In what it called an effort to “increase transparency and promote market integrity,” the CFTC began disaggregating data in its weekly Commitments of Traders (COT) reports on Sept. 4 and announced it would begin releasing additional data on swap dealers and index traders in the futures markets on a quarterly basis.
While the old COT reports broke traders into two categories, commercial and noncommercial, the new reports break the data into four categories: producer/merchant/processor/user, swap dealers, managed money and other reportables (see Chartview). In 2007, the CFTC began supplying additional data, breaking out index traders in its supplemental CIT report, but that only covered 12 agricultural commodities and did not include energies.
The agency will publish additional COT data for 22 contract markets, including major agriculture, energy and metals markets and is working to create a new COT for all of the financial markets. The CFTC will produce the same disaggregated data on all of the remaining commodity markets that they currently publish COT data for. The CFTC will continue to release the traditional COT reports and supplemental CIT reports for a transition period until the end of 2009.
The new index investment reports will update data from the CFTC’s September 2008 report on swap dealers and index traders. The index investment data details the notional values and the equivalent number of futures contracts for all U.S. markets with more than $500 million of reported net notional value in any one quarter. Using quarter-ending dates, the data shows the gross long, gross short, and net notional values with the corresponding equivalent number of futures contracts held across all contract months on the relevant dates.
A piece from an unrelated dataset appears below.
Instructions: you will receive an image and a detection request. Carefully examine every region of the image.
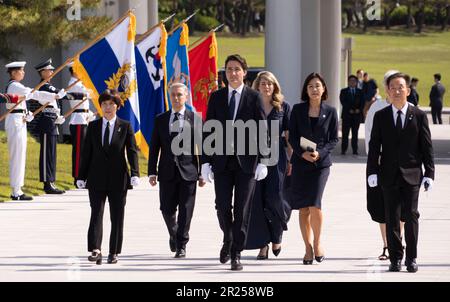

“The reports will help police the market better and help create a better playing field,” says Floyd Upperman, individual trader and trading advisor. “Any increased insight into who’s doing business on the futures exchanges is going to be good for small speculators. If everybody has access to the data, then it won’t be as easy for people to [manipulate it].”
Upperman says that evolutions in trading, such as the introduction of ETFs and the participation of pension funds in commodities trading, have made changes to the COT report necessary. “You have new kinds of traders that didn’t exist before that [have] really changed the fingerprint of the data and breaking those out from the regular producers and keeping that commercial category in tact will let us continue to track the markets. The old data will still be relevant since we’ll have clean commercial data, but now we’ll be able to track these new players that have emerged in the last 10 years — the index traders and spread dealers,” he says.
Larry Williams, a private trader and expert on using COT data, calls the reports “a godsend to traders as they allow for a deeper analysis of market players.” “We should be able to see so much more, but we probably will have to come up with new measurement tools and new approaches to handle this new data,” he says.